Diário da Região

26/01/2017 - 00h00min

Lucy Montoro

Quando o videogame é o melhor tratamento

Lucy Montoro

Elton Rodrigues Rodolfo Garcia Leonel, 28, faz tratamento no videogame Xbox, auxiliado pela mãe, Telma Garcia Leonel, 50 anos
Rodolfo Garcia Leonel, 28, faz tratamento no videogame Xbox, auxiliado pela mãe, Telma Garcia Leonel, 50 anos

Rodolfo Garcia Leonel, 28 anos, não era muito ligado a videogames. Às vezes, jogava algum jogo ou outro com os amigos, mas jamais imaginava que os games pudessem fazer parte da sua vida, principalmente em forma de tratamento. Nesta quarta-feira, dia 25, a opinião dele sobre os games mudou drasticamente. “O que eu quero agora é comprar um desses”, disse Rodolfo enquanto olhava para um videogame Xbox em uma das salas do Centro de Reabilitação Lucy Montoro, em Rio Preto. O paciente iniciou às 13 hora uma nova fase de seu processo de reabilitação motora. 

Dessa vez mais interativa e com ajuda de um videogame. Rodolfo sofreu um acidente de motocicleta em Santa Fé do Sul no dia 21 de novembro de 2015 e desde então luta a cada dia para recuperar todos os movimentos do corpo. “Ele chegou aqui de maca e se alimentava através de sonda. Chegou todo paralisado e não tínhamos expectativa nenhuma. Não conseguia nem sentar. Graças ao tratamento no Lucy ele melhorou muito. Hoje consegue fazer tudo sozinho”, disse a mãe dele, Telma Garcia Leonel, 50 anos.

Por conta do acidente, Rodolfo teve parte da perna direita amputada, ficou um período sem mexer o braço direito e também com a visão prejudicada. Não conseguia focar os objetos. Atualmente, ele já consegue ficar em pé e dá os primeiro passos com uma prótese. O movimento dos braços voltou junto com a memória e depois de muito treino ele conseguiu melhorar o foco na visão. “Treinei bastante colocando o dedo perto e longe dos meus olhos e ainda treino para melhorar”, disse o paciente.

São nesses tratamentos que o videogame vai ajudar. Com ajuda de sua mãe, ele ficou em pé em frente à televisão para jogar o Xbox. O Kinect do videogame permite que por sensor de movimento ele pratique os exercícios pedidos. No jogo, ele trabalha o foco na imagem e exercita o corpo, tudo o que precisa. “Ganho de coordenação motora, consciência corporal, funcionalidade, melhora de atenção, concentração, raciocínio lógico. Tudo isso é benefício desse tipo de videogame”, afirmou a terapeuta ocupacional Cristiane de Melo Pereirinha, que auxiliou Rodolfo durante a partida de videogame.

Família aprova

Para o início de Rodolfo nas atividades com videogames as terapeutas ocupacionais escolheram um jogo que envolve movimentar os braços para bloquear a bola, que vai e volta, destruindo caixas. Para praticar, o jogador precisa ter atenção e reflexo para conseguir colocar os braços na posição certa e assim conseguir a melhor pontuação. “No começo estava bem difícil. Depois consegui”, disse o paciente.
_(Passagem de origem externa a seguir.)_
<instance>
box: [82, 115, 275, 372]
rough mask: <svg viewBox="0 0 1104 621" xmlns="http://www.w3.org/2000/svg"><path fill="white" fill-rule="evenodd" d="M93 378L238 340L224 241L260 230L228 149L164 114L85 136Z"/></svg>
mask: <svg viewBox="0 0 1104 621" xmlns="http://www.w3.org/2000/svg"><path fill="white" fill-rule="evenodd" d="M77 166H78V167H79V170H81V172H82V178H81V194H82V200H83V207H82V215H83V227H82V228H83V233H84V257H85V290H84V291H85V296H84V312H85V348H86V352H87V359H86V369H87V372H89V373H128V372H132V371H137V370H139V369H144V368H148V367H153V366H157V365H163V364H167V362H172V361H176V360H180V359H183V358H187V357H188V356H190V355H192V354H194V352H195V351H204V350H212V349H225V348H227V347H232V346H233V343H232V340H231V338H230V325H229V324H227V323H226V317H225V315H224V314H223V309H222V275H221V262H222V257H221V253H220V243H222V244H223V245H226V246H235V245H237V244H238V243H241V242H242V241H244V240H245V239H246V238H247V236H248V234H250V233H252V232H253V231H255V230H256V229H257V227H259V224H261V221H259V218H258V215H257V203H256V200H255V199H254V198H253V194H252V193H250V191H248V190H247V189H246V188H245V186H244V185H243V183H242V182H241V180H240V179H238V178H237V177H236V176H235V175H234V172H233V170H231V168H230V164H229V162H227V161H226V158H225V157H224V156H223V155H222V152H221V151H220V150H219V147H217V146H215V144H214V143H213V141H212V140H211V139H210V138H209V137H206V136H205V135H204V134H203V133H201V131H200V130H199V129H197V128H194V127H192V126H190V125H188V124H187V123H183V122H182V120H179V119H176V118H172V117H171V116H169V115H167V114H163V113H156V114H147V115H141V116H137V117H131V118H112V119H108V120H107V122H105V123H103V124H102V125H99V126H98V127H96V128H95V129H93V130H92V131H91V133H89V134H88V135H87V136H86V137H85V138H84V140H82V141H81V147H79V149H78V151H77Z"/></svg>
Rodolfo e a mãe aprovaram o Xbox como complemento do tratamento. “Ele quase não movimentava mais o braço direito. Até achei que fosse virar canhoto. Percebi no jogo que ele usou muito mais a direita. O jogo vai ser bom para equilíbrio e até pelo problema visual dele de foco. Ele vai ter de focar na bola para poder jogar. É excelente. Acho que esse jogo deveria ter em todos os lugares de tratamento”, afirmou Telma.

De acordo com a terapeuta ocupacional Cristiane de Melo Pereirinha, as partidas com o videogame servem como complemento à reabilitação e são indicas para alguns tipos de pacientes. As sessões são de uma hora e o tipo de jogo e o grau de dificuldade variam conforme o paciente e o tempo de prática. “Tem também jogos de duplas, que permitem ainda a integração entre os pacientes. É um complemento ao programa de reabilitação”, afirma a terapeuta ocupacional do Lucy Montoro.